I suppose some compression magic happens to let it load 0xeeeeeeeeeeeeeeee in one go. Anyways, the final value of x23 is 0xeeeeeeeeeeeeeeef. Turns out this is the multiplicative inverse of 15 in \(\mathbb{Z}_{2^{64}}\). Just for fun, here’s that multiplication carried out by hand against 480, yielding 32 as expected (in 16-bit, for brevity):

                                                  
mtplr    1 1 1 0 1 1 1 0 1 1 1 0 1 1 1 1
mcand               1 1 1 1 0 0 0 0 0
  ___ ___ ___ ___ ___ ___ ___ ___ ___ ___ ___ ___ ___ ___ ___ ___
carry 3 3 3 3 3 3 3 2 1 0 0 0 0 0 0 0
  ___ ___ ___ ___ ___ ___ ___ ___ ___ ___ ___ ___ ___ ___ ___ ___
  1 1 0 1 1 1 0 1 1 1 1          
  1 0 1 1 1 0 1 1 1 1            
  0 1 1 1 0 1 1 1 1              
  1 1 1 0 1 1 1 1                
  ___ ___ ___ ___ ___ ___ ___ ___ ___ ___ ___ ___ ___ ___ ___ ___
  0 0 0 0 0 0 0 0 0 0 1 0 0 0 0 0

This suggests that division by a compile-time constant actually never requires division.
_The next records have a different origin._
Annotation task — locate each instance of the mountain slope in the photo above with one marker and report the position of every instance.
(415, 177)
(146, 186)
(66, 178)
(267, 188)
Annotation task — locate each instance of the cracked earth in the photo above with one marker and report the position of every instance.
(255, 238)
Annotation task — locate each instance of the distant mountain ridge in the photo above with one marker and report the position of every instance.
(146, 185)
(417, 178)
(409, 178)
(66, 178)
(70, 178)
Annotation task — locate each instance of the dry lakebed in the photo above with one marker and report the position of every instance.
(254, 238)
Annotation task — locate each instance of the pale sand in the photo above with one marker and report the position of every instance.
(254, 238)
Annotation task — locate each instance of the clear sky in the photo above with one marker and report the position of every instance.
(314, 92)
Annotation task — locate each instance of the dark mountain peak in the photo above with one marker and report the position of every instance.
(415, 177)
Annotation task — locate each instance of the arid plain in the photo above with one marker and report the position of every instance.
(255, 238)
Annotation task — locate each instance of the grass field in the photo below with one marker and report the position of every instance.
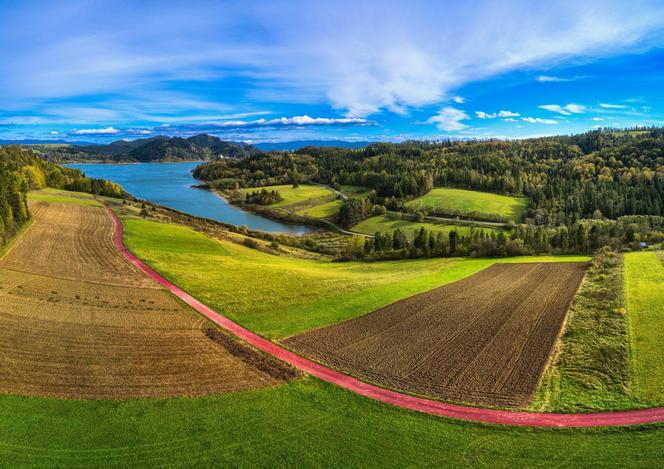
(325, 210)
(294, 196)
(644, 284)
(277, 295)
(60, 196)
(484, 339)
(79, 321)
(591, 369)
(471, 202)
(303, 424)
(385, 224)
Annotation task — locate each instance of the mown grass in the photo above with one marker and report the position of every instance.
(644, 283)
(471, 202)
(325, 210)
(293, 196)
(304, 424)
(591, 369)
(277, 296)
(385, 224)
(64, 197)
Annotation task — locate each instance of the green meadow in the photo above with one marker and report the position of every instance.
(471, 202)
(277, 296)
Say \(p\) is some prime radix (typically 2) in a number system with \(j\) bits, and \(n = p^k \ell\) with \(k \leq j\) and \(\gcd(p, \ell) = 1 \implies \gcd(p^j, \ell) = 1\). By counting the number of zero bits of \(n\) from the right, you can divide out all the powers of \(p\) with bitshifts and then multiply by \(\ell^{-1} \in \mathbb{Z}_{p^j}\), which is guaranteed to exist. LLVM does exactly this! They find multiplicative inverses with Newton’s method.

So yeah. If you ever want to know the inverse of \(n\) (broken up into 16-bit chunks of hex) in \(\mathbb{Z}_{2^{k}}\) for \(k \in \{8,16,32,64\}\) and more, just divide by \(n\) in some program and pass it to clang with -S -O3.